Jahreswechsel - Zeit, Bilanz zu ziehen. Die Bilanz für die Terz sieht
ziemlich gut aus. Im Geschäftsjahr 2002 bewährte sich, dass die Zeitung
sich nicht nur durch Anzeigen finanziert und deshalb von der Krise, die große
Tageszeitungen wie die Faz erlitten, verschont wurde. So kann auch der Abgabe-Preis
von null Euro gehalten werden. Während andere Unternehmen jeder neuen Mode
folgen und etwa an die Börse gehen oder sich aufs Kerngeschäft konzentrieren,
verhielt sich die Terz-Gruppe antizyklisch. Sie weitete ihre Aktivitäten
aus und brachte das Buch "Antisemitismus in den islamischen Gesellschaften"
von Michael Kiefer heraus,
das auf dem Düsseldorfer Buchmarkt für linke Publizistik sofort eine
Spitzen-Position einnahm.

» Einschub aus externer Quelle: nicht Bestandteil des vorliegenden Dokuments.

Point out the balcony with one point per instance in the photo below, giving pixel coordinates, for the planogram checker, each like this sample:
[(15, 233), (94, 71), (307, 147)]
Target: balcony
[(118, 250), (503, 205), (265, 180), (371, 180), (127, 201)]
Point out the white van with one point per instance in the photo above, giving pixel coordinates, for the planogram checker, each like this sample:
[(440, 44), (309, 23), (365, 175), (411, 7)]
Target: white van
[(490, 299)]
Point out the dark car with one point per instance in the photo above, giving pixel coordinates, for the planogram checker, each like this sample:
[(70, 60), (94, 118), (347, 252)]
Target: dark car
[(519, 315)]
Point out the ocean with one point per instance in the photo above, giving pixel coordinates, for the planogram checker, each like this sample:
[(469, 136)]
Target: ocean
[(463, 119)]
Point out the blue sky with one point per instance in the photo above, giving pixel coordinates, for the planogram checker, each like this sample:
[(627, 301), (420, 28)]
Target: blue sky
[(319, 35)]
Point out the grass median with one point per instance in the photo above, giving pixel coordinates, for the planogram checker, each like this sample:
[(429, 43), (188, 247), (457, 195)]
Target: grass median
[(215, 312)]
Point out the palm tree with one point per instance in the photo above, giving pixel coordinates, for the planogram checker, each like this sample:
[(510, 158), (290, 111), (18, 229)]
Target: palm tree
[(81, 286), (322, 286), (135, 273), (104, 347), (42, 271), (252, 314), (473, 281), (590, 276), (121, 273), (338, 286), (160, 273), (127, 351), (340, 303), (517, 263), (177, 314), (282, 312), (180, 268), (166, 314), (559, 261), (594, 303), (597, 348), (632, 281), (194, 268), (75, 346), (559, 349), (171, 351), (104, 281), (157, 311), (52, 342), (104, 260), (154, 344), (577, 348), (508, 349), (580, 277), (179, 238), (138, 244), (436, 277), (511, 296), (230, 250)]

Konkurrenz-Blätter wie die "Rheinische Post"
haben der Terz zwar weiterhin einiges an Auflage voraus, dafür verfügt
die Terz über Vorteile bei den besonders umworbenen jungen, gebildeten
LeserInnen. Auch in puncto LeserInnen-Blatt-Bindung macht dem linksradikalen
Organ so leicht niemand etwas vor. Mitentscheidend für den Erfolg dürfte
nicht zuletzt die innere Organisation sein. Die Old Economy kam mit steilen
Hierarchien nicht um die Konjunktur-Delle herum und die New Economy nicht mit
flachen, die sich analog zu den Umsatz-Verlusten zudem rasch wieder erhöhten.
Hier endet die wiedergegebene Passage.